I am hoping someone can help me with the next step in determining the cause of my Chrysler Voyager 3.3L petrol 2002 EGA engine.
At the moment the car cranks but does not start, not even a splutter. I will describe the process I have gone through so far in trying to solve this problem.

Initially the car would cut out suddenly like a switch then after the engine was left for about an hour or so it would start OK.
This has happened about 6 or 7 times and the last few were predictable. From a cold start engine would run for about 10 minutes then cut out.
Now it wont start at all. On the first few occasions it would throw up a P0340 - CMP sensor code.

So, I undertook the following in order and after each instance no change:-

  1. Cleaned and remade earth connections to engine and under battery tray.
  2. Replaced Camshaft Position Sensor (CMP)
  3. Checked operation of ASD (Auto Shutdown Relay) and fuse
  4. Replaced Crankshaft Position Sensor (CKP) [This was a problem as it dissintegrated and had to be drilled out]
  5. Removed two 40 pin PCM connections and fuse and relay box connections to check wireloom continuity.
  • CMP left pin to pin 33 PCM=0.1 ohm
  • CMP centre pin to pin 11 PCM=0.3 ohm (Was 5 ohm but patched new wire to wiring loom)
  • CMP right pin to pin 44 PCM=0.2 ohm
  • CKP left pin to pin 32 PCM=0.1 ohm
  • CKP centre pin to pin 11 PCM=0.1 ohm
  • CKP right pin to pin 44 PCM=0.1 ohm
  • Ignition Coil left pin to pin 3 PCM=0.2 ohm
  • Ignition Coil centre pins are both the same and connected to Blue connector on Fuse Relay board pin 30 on ASD relay =0.2 ohm
  • Ignition Coil right to pin 2 PCM=0.1 ohm

So this seemed to assure me that the CMP and CKP connections which the PCM uses to activate the ASD relay are fine.

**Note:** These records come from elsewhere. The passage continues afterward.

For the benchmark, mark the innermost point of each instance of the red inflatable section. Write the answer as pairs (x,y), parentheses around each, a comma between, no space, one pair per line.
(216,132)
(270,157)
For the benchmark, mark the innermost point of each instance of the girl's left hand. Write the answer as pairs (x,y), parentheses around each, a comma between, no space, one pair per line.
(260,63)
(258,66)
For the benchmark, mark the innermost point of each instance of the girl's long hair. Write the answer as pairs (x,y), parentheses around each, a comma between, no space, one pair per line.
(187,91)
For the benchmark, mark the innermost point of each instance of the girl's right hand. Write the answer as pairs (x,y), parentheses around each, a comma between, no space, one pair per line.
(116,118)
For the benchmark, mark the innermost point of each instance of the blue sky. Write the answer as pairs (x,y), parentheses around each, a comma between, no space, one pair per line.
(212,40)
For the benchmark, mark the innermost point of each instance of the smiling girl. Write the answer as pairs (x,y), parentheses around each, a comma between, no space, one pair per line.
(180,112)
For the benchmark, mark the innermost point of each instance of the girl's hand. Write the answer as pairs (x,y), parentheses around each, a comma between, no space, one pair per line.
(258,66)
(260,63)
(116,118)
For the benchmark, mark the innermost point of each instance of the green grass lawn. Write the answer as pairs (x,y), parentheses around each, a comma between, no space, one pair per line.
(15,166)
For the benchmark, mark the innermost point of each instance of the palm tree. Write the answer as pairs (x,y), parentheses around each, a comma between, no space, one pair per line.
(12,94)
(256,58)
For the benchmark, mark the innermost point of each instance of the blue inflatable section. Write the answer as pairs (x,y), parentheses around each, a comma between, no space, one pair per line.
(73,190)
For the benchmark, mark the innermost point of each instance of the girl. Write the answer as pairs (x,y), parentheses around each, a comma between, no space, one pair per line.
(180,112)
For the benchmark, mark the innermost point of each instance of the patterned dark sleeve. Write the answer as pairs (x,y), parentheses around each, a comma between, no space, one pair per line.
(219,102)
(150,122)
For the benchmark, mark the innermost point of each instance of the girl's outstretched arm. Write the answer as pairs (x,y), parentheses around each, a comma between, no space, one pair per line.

I then removed the ASD Relay and placed a jumper wire between pins 30 and 87 which I believe will force supply to Ignition coil, injectors and fuel pump.
Still no start and all confirmed with no spark at spark plug.

Replaced Ignition coil with new. - Still no spark.

Immobiliser light is Off . Used both keys to try and start.

So with all of this I am now thinking it might be the PCM ECU. I had read that generally pre 2004 PCM's can be just swapped without re-programming.
So got a second user one without keys or transponder.
Fitted this but as perhaps expected the immobiliser light activates and will not clear.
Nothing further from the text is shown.